On n’envisage souvent, par rapport aux nouvelles technologies, que leur aspect ludique ou commercial, en oblitérant souvent le rôle de plus en plus important qu’elles occupent dans le milieu de l’éducation. Les environnements numériques d’apprentissage (ENA) constituaient cependant le plat de résistance d’une série de courtes conférences présentées aujourd’hui à ECTO, un espace coopératif pour travailleurs autonomes logés dans l’ancienne Phonothèque de Montréal.

L’événement, organisé par GTN-Québec (le Groupe québécois de travail sur les normes et standards TI pour l’apprentissage, l’éducation et la formation), regroupait principalement des intervenants du milieu de l’éducation (commissions scolaires, cégeps et universités), ainsi que certains intervenants provenant des entreprises, voire même des travailleurs autonomes (dont moi, clairement minoritaire).

Tout ce beau monde se rassemblait donc afin de réfléchir collectivement sur l’intégration des TIC en milieu éducatif, tant dans le réseau scolaire qu’en milieu de travail (ce qu’on nomme e-learning). Une occasion unique de réfléchir sur les avancées, les défis et les problématiques de l’intégration des technologies en contexte d’apprentissage.

Difficile de résumer l’ensemble des discussions, dont le fil Twitter peut être retracé : #ena2010 (un des 5 fils les plus dynamiques au Canada à un certain moment de l’événement…). Au-delà des particularités de l’implantation dans différents milieux, auprès de différents clientèles et grâce à diverses technologies, l’expérience des professeurs ayant intégré les interfaces numériques à leur pratique d’enseignement s’est avérée des plus intéressantes.

Notons ainsi la contribution particulièrement significative de l’historien Jean Benoit qui, dans le cadre d’une charge de cours à l’Université Bishop, a déployé plusieurs plateformes et les a surtout intégrées de façon très efficace à sa matière. Plus qu’un trip de geek, un constat tout en fond : peu importe les technologies utilisées, l’important est que leur utilisation repose, d’abord et avant tout, sur un design pédagogique réfléchi et efficace.

Ainsi, si plusieurs professeurs rechignent à utiliser les ENA ou encore les utilisent de façon très minimale (souvent comme dépôt de fichiers), il appert que le frein ne relève pas uniquement d’une barrière technologique.

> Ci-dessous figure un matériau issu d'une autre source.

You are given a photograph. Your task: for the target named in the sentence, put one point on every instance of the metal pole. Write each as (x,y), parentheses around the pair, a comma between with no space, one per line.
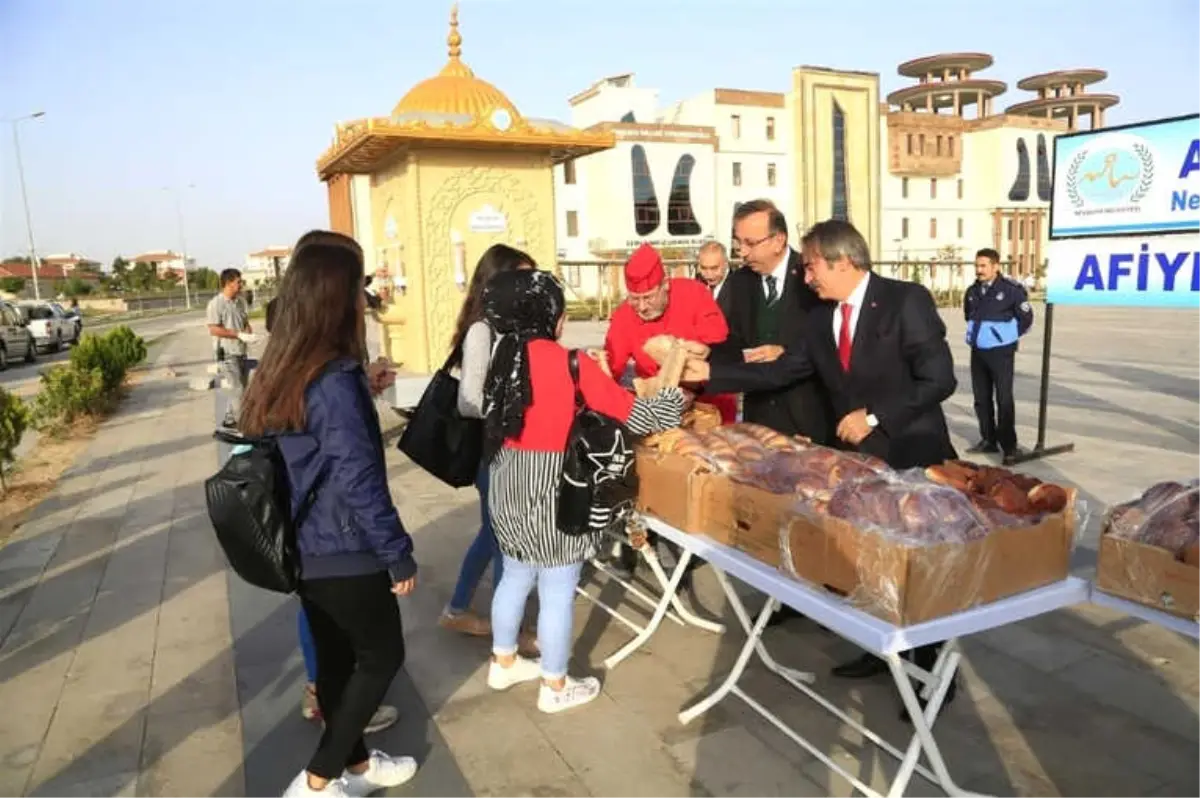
(24,198)
(183,243)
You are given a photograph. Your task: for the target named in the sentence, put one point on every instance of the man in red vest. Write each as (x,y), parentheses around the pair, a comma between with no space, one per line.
(658,305)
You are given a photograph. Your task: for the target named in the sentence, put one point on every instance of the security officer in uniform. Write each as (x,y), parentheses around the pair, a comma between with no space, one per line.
(999,313)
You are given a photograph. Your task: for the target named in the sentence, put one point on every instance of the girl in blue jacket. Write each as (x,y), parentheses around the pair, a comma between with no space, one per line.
(312,390)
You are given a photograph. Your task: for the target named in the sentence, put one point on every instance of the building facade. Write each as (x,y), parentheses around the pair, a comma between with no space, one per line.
(931,174)
(960,175)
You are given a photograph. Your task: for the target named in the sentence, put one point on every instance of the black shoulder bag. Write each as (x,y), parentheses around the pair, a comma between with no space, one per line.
(599,483)
(441,439)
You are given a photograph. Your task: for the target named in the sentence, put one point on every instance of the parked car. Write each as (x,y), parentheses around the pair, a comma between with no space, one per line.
(49,325)
(73,315)
(16,340)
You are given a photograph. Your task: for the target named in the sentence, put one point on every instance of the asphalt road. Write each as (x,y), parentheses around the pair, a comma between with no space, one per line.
(22,377)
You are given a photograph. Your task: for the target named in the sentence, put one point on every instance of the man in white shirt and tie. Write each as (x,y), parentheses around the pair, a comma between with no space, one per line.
(713,270)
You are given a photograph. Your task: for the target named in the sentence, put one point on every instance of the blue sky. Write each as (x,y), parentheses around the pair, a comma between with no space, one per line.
(240,96)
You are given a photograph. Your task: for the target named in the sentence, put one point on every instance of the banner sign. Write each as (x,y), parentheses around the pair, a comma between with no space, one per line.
(1128,180)
(1133,271)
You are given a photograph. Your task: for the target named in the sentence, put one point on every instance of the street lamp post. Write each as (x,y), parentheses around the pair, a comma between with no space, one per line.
(183,238)
(24,197)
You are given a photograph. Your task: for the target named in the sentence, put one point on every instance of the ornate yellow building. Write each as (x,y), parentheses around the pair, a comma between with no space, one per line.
(427,190)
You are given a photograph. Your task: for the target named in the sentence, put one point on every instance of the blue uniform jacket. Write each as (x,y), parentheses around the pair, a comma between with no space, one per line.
(352,527)
(997,315)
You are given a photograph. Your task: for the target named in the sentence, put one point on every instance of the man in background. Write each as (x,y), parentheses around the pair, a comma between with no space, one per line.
(229,327)
(997,312)
(713,270)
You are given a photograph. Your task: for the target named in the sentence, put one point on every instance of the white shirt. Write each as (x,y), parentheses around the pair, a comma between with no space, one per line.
(718,287)
(779,274)
(856,303)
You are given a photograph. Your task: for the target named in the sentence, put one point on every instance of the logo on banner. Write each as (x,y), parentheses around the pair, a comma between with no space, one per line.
(1111,175)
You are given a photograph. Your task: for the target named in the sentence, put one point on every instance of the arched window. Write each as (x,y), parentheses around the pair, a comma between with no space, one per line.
(1020,190)
(1043,169)
(681,219)
(840,196)
(647,216)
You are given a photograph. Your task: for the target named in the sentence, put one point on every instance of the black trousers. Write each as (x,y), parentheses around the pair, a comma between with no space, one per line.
(360,646)
(991,379)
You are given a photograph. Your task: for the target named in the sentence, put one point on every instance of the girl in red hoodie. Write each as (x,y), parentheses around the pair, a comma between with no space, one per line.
(528,411)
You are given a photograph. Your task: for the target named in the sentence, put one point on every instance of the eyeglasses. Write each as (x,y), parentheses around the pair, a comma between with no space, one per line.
(745,246)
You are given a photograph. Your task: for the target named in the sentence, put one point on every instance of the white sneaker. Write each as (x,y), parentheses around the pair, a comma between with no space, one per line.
(522,670)
(300,789)
(383,771)
(576,694)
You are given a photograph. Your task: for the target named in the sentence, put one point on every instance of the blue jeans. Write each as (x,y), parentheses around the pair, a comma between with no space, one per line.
(483,550)
(307,647)
(556,611)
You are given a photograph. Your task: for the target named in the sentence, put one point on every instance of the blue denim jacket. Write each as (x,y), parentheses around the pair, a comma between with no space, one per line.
(352,527)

L’exemple de l’historien Benoit montre plutôt que, pour être utilisées vraiment efficacement, les technologies, même éclatées, doivent d’abord et avant tout reposer sur une réflexion pédagogique en profondeur, la pédagogie étant nécessairement affectée par les dynamiques créées par les interfaces utilisées et les interactions qu’elles suscitent.

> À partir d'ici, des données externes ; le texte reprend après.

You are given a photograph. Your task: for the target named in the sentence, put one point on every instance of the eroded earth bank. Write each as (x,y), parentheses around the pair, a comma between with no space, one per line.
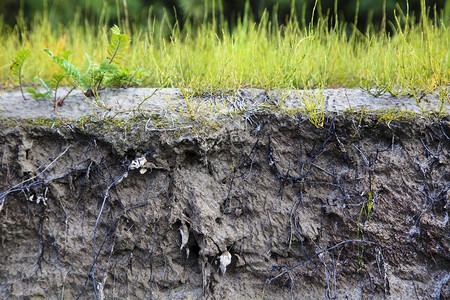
(264,206)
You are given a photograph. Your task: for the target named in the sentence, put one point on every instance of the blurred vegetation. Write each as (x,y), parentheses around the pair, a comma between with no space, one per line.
(139,12)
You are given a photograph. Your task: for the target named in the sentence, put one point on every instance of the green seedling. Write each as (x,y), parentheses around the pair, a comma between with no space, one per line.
(313,104)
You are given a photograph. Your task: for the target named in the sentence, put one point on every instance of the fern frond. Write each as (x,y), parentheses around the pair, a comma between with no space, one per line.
(70,69)
(118,45)
(19,59)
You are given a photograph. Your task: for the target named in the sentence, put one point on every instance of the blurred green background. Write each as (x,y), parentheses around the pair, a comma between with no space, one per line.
(138,12)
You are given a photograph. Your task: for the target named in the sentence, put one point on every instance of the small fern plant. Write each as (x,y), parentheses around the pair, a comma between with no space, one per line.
(95,76)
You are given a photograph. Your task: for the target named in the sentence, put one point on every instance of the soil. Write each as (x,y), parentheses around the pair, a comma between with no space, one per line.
(260,204)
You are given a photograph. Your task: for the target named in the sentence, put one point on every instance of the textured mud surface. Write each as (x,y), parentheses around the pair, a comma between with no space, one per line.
(265,206)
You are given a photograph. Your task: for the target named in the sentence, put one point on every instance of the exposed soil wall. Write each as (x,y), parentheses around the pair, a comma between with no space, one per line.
(266,206)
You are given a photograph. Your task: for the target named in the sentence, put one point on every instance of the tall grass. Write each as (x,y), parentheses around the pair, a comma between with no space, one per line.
(412,57)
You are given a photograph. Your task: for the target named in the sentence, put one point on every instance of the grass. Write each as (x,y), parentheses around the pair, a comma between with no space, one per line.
(209,57)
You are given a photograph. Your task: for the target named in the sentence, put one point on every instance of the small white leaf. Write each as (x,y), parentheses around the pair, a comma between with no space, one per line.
(184,231)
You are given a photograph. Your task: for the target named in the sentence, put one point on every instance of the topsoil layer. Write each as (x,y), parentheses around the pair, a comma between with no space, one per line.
(258,205)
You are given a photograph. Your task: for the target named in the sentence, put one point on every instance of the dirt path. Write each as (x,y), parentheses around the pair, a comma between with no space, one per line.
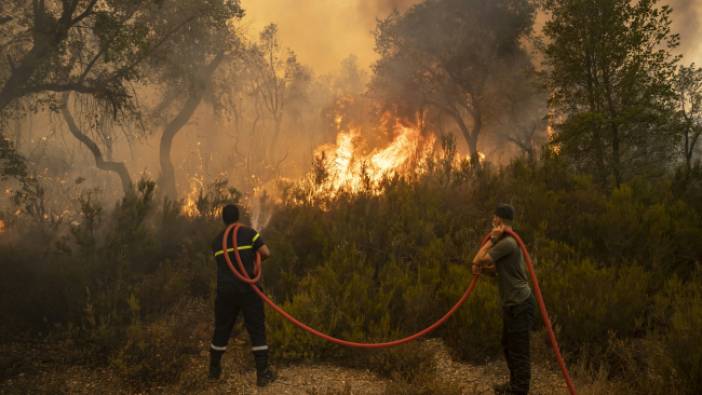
(308,379)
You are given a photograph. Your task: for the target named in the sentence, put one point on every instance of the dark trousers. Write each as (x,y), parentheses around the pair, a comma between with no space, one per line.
(228,304)
(517,322)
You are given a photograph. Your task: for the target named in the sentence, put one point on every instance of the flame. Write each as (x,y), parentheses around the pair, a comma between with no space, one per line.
(346,166)
(190,206)
(551,134)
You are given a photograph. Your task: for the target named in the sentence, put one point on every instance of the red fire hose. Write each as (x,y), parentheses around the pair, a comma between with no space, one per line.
(243,275)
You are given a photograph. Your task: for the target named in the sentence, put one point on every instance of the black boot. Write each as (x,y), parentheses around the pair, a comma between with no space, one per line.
(215,364)
(264,374)
(265,377)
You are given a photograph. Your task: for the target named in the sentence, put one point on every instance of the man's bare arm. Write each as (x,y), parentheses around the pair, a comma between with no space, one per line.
(264,251)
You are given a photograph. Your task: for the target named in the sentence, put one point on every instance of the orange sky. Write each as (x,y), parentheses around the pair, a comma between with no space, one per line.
(323,32)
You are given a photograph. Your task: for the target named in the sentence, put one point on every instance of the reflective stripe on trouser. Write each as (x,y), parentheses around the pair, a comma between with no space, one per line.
(517,321)
(228,304)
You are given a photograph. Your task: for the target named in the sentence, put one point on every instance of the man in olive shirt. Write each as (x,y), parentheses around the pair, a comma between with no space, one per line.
(501,255)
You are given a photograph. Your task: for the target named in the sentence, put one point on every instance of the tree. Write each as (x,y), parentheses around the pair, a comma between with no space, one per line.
(447,55)
(610,73)
(524,109)
(95,50)
(279,81)
(184,69)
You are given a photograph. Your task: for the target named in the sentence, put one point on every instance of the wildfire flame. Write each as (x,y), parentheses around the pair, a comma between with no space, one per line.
(190,206)
(347,167)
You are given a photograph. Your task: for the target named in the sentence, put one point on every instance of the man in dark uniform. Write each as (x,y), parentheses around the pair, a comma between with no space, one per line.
(502,255)
(234,296)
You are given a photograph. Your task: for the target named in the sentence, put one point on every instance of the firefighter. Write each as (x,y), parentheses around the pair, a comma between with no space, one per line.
(234,296)
(502,256)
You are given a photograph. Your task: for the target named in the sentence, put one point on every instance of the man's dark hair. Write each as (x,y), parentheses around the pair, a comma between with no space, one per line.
(230,214)
(505,211)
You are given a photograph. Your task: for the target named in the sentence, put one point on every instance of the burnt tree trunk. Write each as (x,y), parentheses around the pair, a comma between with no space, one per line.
(166,180)
(116,167)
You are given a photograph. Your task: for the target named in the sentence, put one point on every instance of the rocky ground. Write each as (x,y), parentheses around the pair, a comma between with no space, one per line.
(313,379)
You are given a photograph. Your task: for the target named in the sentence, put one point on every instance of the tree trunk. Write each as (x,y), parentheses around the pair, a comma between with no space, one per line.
(274,141)
(471,138)
(116,167)
(166,180)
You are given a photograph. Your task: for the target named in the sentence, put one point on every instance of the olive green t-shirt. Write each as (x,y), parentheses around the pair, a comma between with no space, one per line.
(511,271)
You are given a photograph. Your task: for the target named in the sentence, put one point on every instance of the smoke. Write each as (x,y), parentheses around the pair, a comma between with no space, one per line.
(686,21)
(323,33)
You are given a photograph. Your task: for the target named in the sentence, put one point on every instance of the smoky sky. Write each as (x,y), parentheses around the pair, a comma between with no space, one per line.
(686,22)
(324,32)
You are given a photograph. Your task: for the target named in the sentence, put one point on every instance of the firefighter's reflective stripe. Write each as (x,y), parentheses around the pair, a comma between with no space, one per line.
(220,252)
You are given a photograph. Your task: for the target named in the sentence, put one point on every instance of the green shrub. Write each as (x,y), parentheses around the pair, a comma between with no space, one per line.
(679,306)
(158,351)
(587,302)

Une question se pose donc, qui sans doute deviendra un enjeu de plus en plus important à mesure que les technologies numériques deviennent des composantes incontournables, non plus seulement de nos vies personnelles et professionnelles, mais également des salles de classe. Plus que de simples outil s à intégrer, les ENA appellent à repenser les modes de transmission et d’échange de connaissances, l’interaction entre le professeur et ses étudiants. Si cette interaction est elle-même affectée par des contingences telles la taille des classes et le nombre d’étudiants,qui en limite parfois la portée, il reste que la salle de classe ne pourra faire longtemps encore l’économie de modes de communication devenant dominant non seulement en dehors du système d’éducation, mais également en entreprise.

Une chose est certaine cependant : il est à la fois réjouissant et rassurant de voir le sérieux et le dynamisme avec lesquels les professionnels présents à ces conférences s’appliquent à développer une utilisation raisonnée et efficace de technologies dont on ne retient trop souvent que le côté frivole ou délétère. Les technologies intelligentes existent et sont supportées par des gens dont l’esprit critique annonce, dans un futur pas si éloigné, une petite révolution dans la passation des connaissances, non pas en évacuant le rapport personnel, mais plutôt en élargissant les possibilités d’interaction entre les différents intervenants du processus d’apprentissage.

 

Marc

 

* Ce texte a également été publié sur mon blogue « nouvelles technologies » de la revue Le Panoptique.